今回の展覧会では、油彩だけでなく、リトグラフ、水彩、デッサン、写真(主にボナールが撮影)、プロジェクトマッピング(こちらは現代の技術なのでボナール作ではありません)まで幅広く展示されています。
油絵は大作や有名な作品も数点混ざっており「画集で見ていたあの作品が!」というものが間近で観られるチャンスです。
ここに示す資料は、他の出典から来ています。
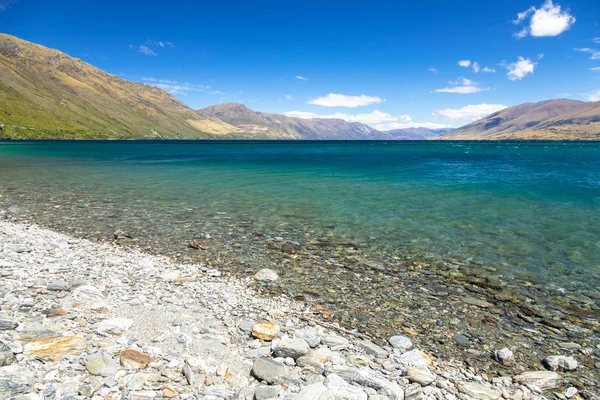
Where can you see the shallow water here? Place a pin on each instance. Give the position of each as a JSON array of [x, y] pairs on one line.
[[526, 208]]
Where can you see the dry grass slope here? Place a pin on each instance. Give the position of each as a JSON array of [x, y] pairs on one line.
[[46, 94]]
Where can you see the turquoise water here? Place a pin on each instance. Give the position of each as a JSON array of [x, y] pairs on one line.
[[523, 207]]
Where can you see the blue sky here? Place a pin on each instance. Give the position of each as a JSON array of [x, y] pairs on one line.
[[389, 64]]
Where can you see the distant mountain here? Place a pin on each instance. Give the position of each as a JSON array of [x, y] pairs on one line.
[[277, 126], [44, 93], [416, 133], [547, 120]]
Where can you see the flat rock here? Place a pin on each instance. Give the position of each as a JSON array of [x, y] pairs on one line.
[[343, 390], [316, 391], [401, 342], [265, 330], [478, 391], [560, 363], [371, 348], [291, 347], [266, 275], [114, 326], [135, 359], [8, 324], [476, 302], [59, 285], [422, 376], [310, 335], [376, 380], [101, 363], [267, 369], [55, 348], [545, 380]]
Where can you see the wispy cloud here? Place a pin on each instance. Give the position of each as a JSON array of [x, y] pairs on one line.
[[342, 100], [146, 50], [474, 65], [593, 96], [377, 119], [470, 112], [548, 20], [462, 86], [594, 54], [519, 69], [180, 88]]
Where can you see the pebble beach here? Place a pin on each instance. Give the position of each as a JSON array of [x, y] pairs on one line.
[[82, 319]]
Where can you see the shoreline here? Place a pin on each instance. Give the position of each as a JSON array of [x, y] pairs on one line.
[[194, 320]]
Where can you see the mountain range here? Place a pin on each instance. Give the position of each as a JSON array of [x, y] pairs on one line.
[[560, 119], [46, 94]]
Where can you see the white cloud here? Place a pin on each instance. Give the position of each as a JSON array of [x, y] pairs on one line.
[[175, 87], [594, 54], [520, 69], [376, 119], [475, 66], [548, 20], [471, 112], [146, 50], [462, 86], [342, 100], [593, 96]]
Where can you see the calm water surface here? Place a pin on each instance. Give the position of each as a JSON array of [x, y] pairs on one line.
[[522, 207]]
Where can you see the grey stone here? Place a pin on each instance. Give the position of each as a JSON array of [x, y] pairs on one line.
[[422, 376], [114, 326], [267, 369], [335, 342], [59, 285], [343, 371], [401, 342], [343, 390], [189, 374], [7, 324], [101, 363], [310, 335], [316, 391], [6, 355], [504, 356], [264, 392], [560, 363], [291, 347], [372, 348], [413, 358], [376, 380], [266, 275], [545, 380], [461, 340], [478, 391], [246, 325]]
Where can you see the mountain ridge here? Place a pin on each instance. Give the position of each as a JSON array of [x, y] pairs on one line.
[[557, 119]]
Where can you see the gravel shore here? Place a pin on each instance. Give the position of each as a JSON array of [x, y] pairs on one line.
[[82, 320]]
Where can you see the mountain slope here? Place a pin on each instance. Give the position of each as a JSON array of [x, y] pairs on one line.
[[547, 120], [44, 93], [277, 126], [416, 133]]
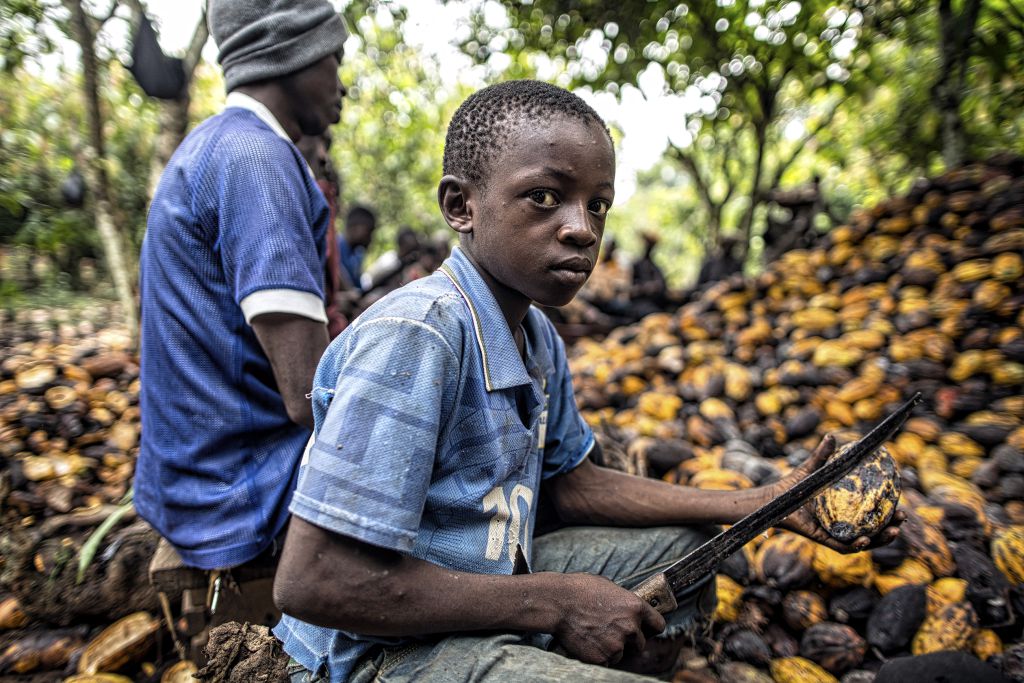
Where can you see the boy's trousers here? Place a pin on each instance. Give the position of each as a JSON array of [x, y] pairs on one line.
[[625, 555]]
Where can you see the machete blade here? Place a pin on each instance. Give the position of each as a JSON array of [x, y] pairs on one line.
[[704, 560]]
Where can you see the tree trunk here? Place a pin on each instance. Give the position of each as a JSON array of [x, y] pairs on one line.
[[174, 114], [95, 168], [955, 36], [173, 125], [747, 222]]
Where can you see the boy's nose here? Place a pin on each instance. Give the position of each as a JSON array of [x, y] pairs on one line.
[[577, 227]]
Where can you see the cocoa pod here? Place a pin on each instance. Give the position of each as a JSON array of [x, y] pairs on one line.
[[896, 619]]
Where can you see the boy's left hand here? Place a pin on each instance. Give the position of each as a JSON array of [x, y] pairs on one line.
[[804, 521]]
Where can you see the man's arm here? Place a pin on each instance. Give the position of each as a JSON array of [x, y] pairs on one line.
[[294, 344], [336, 582], [595, 495]]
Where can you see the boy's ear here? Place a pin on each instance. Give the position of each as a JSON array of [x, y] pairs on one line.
[[454, 198]]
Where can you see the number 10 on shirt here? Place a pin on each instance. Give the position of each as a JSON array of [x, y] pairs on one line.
[[506, 524]]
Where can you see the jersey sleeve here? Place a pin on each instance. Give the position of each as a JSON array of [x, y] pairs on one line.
[[369, 469], [266, 233], [568, 439]]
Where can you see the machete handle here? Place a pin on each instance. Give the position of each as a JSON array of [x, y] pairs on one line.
[[656, 593]]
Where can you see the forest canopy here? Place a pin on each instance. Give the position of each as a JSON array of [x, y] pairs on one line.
[[765, 96]]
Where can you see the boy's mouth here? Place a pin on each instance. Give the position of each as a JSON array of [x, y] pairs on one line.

さて、入って最初の部屋には初期の作品がズラリと並んでいるのですが、初期の頃は日本美術の影響がいたる所から感じられる事でしょう。そして作品タイトルの素材のところにデトランプという表記があるものがチラホラ。デトランプって何だろう?と思った人もいるかと思います。厳密な定義は難しいのですが、テンペラの一種で、一般的には膠(又はカゼイン)をメディウムとして使った絵具という解釈がなされています。
「庭の女たち」デトランプ、カンバスに裏打ちされた紙

恐らく日本美術に興味があったボナールは、日本画と同じく膠で絵を描こうと思って絵具を作ったのではないでしょうか?まぁ画材から考えてる事を推察するというのは、ちょっとマニアックな推理ですがね…。


この初期の油絵を見ると、一筆ひと筆とても丁寧に描かれているのが分かります。近寄ってよく見ると、まるでペルシャ絨毯を編んでいくかの様な、複雑なタッチの重なりです。色相変化と彩度変化を絶妙に操っているので、色の響き合いがとても美しい作品だと思いました。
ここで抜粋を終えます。